Information sharing for more efficient network utilization and management



As Internet traffic has grown and changed, Google and other content and application providers have worked cooperatively with Internet service providers (ISPs) so that services can be delivered quickly, efficiently and cost-effectively. For example, rather than content having to traverse a long distance and many different networks to reach an Internet access provider’s network, a content provider might store (cache) the data close by and interconnect (‘peer’) directly with the access provider. Google has invested billions of dollars in the network and infrastructure necessary to bring our services as close to your Internet access provider’s front door as possible, for free – which both reduces ISPs’ costs and improves the user experience.

Content and application providers can also tune their services for congested and/or lower bandwidth environments. For instance, YouTube detects how smoothly a video is playing and adjusts the quality to account for temporary fluctuations in bandwidth or congestion. In the Google Video Quality Report, we transparently reveal the speeds YouTube is experiencing on different networks.

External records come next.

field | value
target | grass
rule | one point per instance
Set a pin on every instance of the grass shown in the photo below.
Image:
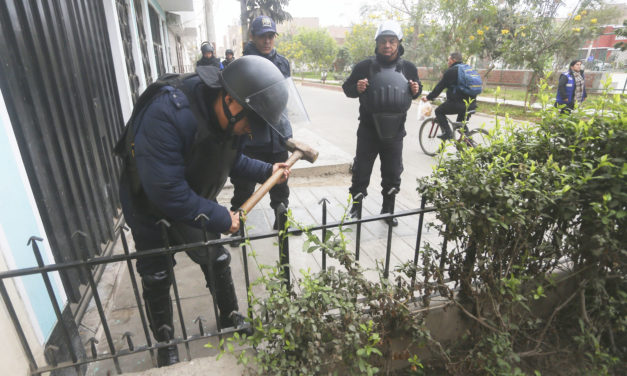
(514, 112)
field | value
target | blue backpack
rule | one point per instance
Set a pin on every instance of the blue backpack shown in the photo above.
(468, 80)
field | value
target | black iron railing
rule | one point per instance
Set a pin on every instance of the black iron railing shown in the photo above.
(86, 262)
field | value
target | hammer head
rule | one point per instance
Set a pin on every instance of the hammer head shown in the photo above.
(309, 154)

As more of Internet traffic becomes encrypted, some network operators have expressed concern about the effect encryption might have on their ability to manage their networks. We don’t think there has to be a trade-off here – there are ways to do effective network management of encrypted traffic today, and, through further cooperation between content and application providers and ISPs, we believe this could be made easier while still respecting encryption.

To spur discussion and collaboration on this front, we recently submitted a paper to a workshop organized by the Internet Architecture Board outlining some ideas. We advocate for a model where ISPs selectively share network state to content and applications providers, enabling them to adapt to available network resources.

For example, we recently proposed to the Internet Engineering Task Force the concept of Throughput Guidance (TG), whereby mobile network operators could share information about the throughput of a radio downlink. Preliminary field tests in a production LTE network showed that TG reduces YouTube join latency, defined as the amount of time until the video starts playing, by 8% on average, re­buffering time by 20% on average, and rebuffer count by 2% on average. In addition to improving quality of experience for users, this mechanism improves the utilization of providers’ networks. Encryption of traffic would have no impact on the efficacy of this approach; it works equally well with encrypted and unencrypted traffic.

Throughput Guidance is one possible solution and many questions remain unanswered. It’s still relatively early days in our exploration of this and the other measures in our short paper, and we’re looking forward to getting feedback and collaborating with network operators and others.